On Shipyard Railway 563, work continues on preparing the trucks, truss rods, and other exterior metal work for painting. The end doors and interior doors to the cabs have been removed, and are being stripped and rebuilt as needed. Many pieces of interior woodwork have been cleaned and varnished, and work continues on repairing the deteriorated decks at each end. The electrical conduits for the color-coded route designator lights on the roof have been rebuilt and await installation.
Window shades were installed in Sacramento Northern caboose 1632 on all of the windows including the end door windows. These were missing when the caboose arrived at the Western Railway Museum, but one was found in a locker and was used as a sample to make replacements..
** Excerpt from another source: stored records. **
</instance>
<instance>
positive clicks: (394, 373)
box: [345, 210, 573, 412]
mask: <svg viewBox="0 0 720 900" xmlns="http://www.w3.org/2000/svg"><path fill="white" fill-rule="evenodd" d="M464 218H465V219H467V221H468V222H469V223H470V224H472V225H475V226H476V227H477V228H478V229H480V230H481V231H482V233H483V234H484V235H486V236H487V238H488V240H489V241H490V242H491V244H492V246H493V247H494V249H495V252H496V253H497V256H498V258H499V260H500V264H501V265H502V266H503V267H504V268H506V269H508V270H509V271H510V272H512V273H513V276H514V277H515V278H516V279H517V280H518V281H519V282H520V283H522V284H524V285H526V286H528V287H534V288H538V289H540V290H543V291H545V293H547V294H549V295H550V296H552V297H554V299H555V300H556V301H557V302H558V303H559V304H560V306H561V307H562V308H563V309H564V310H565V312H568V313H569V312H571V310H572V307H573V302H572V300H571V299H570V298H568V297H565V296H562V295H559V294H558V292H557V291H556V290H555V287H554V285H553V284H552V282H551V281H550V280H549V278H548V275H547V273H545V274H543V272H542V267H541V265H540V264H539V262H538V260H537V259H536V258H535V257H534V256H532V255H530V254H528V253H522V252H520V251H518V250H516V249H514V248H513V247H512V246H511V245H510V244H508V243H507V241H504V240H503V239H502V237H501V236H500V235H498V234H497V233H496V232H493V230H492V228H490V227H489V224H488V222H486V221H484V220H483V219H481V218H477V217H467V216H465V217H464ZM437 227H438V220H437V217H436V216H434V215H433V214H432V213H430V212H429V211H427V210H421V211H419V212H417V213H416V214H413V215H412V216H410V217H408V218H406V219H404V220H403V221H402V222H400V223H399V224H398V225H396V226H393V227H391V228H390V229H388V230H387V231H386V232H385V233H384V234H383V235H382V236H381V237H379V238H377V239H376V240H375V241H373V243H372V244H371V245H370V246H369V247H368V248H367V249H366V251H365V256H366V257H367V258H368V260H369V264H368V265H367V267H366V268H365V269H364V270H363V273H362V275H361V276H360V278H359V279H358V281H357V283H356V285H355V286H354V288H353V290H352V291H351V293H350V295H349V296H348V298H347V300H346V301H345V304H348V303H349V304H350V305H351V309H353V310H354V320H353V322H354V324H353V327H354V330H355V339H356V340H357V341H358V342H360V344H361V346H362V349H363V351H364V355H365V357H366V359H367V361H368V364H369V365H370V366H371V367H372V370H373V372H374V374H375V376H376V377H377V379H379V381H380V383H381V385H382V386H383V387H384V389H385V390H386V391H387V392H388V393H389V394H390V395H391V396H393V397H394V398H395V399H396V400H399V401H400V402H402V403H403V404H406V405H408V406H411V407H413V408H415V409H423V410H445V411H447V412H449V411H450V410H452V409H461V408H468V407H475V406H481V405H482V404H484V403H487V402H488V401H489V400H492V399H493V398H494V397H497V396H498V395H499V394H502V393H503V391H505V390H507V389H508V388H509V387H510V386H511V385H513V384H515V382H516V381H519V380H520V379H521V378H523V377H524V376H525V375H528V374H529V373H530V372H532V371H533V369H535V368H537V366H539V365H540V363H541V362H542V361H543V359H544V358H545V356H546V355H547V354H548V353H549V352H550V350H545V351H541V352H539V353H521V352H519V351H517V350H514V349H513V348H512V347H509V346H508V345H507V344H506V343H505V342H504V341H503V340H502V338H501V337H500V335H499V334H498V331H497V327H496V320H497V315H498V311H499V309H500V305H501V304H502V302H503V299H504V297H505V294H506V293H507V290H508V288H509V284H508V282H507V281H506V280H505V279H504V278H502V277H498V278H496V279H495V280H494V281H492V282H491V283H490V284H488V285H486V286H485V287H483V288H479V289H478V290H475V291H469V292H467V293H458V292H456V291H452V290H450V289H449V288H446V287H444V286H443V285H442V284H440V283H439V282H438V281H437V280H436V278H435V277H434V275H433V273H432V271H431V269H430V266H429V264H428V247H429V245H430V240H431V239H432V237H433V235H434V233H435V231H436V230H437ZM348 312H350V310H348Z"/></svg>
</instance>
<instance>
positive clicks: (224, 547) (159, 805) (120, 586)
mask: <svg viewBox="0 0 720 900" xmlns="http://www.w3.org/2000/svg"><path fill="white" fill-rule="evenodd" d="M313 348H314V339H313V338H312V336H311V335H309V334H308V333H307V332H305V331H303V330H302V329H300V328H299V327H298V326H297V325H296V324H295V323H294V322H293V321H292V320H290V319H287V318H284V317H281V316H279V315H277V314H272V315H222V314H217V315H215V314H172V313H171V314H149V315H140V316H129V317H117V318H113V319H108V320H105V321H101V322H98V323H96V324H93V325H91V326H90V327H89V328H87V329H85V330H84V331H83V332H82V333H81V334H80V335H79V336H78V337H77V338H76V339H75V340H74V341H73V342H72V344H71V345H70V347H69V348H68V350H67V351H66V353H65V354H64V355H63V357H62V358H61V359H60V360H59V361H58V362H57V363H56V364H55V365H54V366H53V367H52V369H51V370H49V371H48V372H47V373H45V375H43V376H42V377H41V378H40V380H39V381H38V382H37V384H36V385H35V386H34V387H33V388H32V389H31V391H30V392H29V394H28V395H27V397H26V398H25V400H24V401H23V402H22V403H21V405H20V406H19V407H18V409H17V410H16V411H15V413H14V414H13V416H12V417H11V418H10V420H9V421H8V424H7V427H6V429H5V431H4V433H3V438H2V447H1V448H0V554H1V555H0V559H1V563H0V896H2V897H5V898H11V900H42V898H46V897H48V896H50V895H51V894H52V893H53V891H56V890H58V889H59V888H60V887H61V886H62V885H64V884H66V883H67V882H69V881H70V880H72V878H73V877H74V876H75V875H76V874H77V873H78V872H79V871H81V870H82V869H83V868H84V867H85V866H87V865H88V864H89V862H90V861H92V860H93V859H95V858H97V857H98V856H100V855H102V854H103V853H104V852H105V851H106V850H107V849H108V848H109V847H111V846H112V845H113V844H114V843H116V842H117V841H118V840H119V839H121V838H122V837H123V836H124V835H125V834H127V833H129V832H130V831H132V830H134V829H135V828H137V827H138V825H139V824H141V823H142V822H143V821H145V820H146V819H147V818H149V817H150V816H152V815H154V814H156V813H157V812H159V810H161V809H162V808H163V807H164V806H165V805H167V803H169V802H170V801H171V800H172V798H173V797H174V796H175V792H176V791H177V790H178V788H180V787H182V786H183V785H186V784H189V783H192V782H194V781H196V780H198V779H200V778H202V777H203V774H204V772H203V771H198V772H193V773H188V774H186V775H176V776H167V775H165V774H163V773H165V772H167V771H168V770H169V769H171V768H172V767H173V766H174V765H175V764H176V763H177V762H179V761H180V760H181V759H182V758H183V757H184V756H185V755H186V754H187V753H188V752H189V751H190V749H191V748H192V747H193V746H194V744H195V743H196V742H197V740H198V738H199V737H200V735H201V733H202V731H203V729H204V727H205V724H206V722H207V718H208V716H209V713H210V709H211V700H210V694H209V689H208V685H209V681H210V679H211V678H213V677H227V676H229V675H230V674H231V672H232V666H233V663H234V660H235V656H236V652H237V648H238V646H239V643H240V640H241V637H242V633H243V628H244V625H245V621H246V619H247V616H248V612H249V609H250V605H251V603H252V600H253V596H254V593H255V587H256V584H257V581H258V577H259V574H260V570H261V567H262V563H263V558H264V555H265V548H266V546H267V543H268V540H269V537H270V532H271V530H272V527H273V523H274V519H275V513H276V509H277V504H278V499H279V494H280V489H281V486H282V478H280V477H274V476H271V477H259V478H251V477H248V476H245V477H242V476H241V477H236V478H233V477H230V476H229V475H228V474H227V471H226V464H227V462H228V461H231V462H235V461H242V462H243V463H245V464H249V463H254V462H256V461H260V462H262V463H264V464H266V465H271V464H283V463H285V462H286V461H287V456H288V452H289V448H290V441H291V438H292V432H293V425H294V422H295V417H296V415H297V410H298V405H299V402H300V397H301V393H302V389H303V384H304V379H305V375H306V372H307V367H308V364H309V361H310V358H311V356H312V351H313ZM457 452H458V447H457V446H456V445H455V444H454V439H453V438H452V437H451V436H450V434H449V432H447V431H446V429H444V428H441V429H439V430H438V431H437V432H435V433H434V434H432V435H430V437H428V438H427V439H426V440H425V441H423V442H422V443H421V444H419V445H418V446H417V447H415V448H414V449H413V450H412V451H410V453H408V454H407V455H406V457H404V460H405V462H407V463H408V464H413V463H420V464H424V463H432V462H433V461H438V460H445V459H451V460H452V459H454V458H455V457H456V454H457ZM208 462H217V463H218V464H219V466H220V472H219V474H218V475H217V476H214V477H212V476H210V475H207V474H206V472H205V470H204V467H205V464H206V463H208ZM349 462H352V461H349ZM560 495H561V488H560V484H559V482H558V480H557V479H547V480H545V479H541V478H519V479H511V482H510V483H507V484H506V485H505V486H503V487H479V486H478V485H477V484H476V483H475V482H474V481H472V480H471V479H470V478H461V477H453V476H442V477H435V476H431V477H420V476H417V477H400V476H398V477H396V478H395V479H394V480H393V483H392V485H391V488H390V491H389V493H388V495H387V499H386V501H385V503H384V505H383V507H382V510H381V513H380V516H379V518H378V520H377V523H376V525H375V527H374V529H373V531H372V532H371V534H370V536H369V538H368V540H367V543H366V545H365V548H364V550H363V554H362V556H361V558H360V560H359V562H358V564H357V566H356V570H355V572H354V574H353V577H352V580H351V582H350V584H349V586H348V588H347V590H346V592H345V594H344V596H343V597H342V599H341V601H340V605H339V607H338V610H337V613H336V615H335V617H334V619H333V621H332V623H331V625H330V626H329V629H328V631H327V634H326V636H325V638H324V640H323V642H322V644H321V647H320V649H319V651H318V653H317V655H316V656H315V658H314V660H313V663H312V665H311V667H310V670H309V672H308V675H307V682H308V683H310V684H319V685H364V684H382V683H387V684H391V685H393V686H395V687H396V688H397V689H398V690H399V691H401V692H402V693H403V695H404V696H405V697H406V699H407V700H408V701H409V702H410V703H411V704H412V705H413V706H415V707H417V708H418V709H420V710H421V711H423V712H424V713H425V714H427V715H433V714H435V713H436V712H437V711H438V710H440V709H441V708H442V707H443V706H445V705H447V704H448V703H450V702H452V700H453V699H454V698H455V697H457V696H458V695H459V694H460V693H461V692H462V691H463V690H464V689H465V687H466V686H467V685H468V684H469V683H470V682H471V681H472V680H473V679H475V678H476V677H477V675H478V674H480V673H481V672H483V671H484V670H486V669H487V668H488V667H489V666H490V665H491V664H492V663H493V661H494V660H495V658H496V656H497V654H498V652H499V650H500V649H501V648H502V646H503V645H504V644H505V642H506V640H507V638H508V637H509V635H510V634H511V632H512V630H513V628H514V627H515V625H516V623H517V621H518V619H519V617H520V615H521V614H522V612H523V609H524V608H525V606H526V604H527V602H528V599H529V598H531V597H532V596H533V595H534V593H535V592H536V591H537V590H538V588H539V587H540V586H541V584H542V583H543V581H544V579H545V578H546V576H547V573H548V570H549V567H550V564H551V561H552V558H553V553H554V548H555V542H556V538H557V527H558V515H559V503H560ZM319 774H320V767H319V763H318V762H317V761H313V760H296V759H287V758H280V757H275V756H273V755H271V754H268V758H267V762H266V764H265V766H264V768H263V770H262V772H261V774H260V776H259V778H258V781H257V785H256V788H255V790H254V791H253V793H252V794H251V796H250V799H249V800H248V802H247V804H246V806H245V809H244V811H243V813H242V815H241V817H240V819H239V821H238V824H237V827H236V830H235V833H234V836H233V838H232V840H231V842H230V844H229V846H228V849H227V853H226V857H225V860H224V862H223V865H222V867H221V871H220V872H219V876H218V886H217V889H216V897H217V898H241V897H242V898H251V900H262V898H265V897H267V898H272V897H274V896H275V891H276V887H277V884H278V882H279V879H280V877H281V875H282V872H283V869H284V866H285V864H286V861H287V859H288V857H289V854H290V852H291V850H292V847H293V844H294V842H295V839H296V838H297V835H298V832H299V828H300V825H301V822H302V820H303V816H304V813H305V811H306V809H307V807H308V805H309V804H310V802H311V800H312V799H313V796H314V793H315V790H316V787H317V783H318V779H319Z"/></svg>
Visalia Electric diesel locomotive 502 received its annual inspection, and various final adjustments to its newly-overhauled #1 diesel engine.
Machine work, assembly and painting continue on the new seats for Peninsular Railway 61.
Petaluma & Santa Rosa combine 63 was in the shop for air brake repairs. The quick release valve, emergency valve, safety valve, and compressor governor were all serviced.
The shop crew welcomes other Museum members who want to join us on our Wednesday and Saturday work sessions. We can use your old skills and teach you new ones. For much of our work, the most important skill is patience.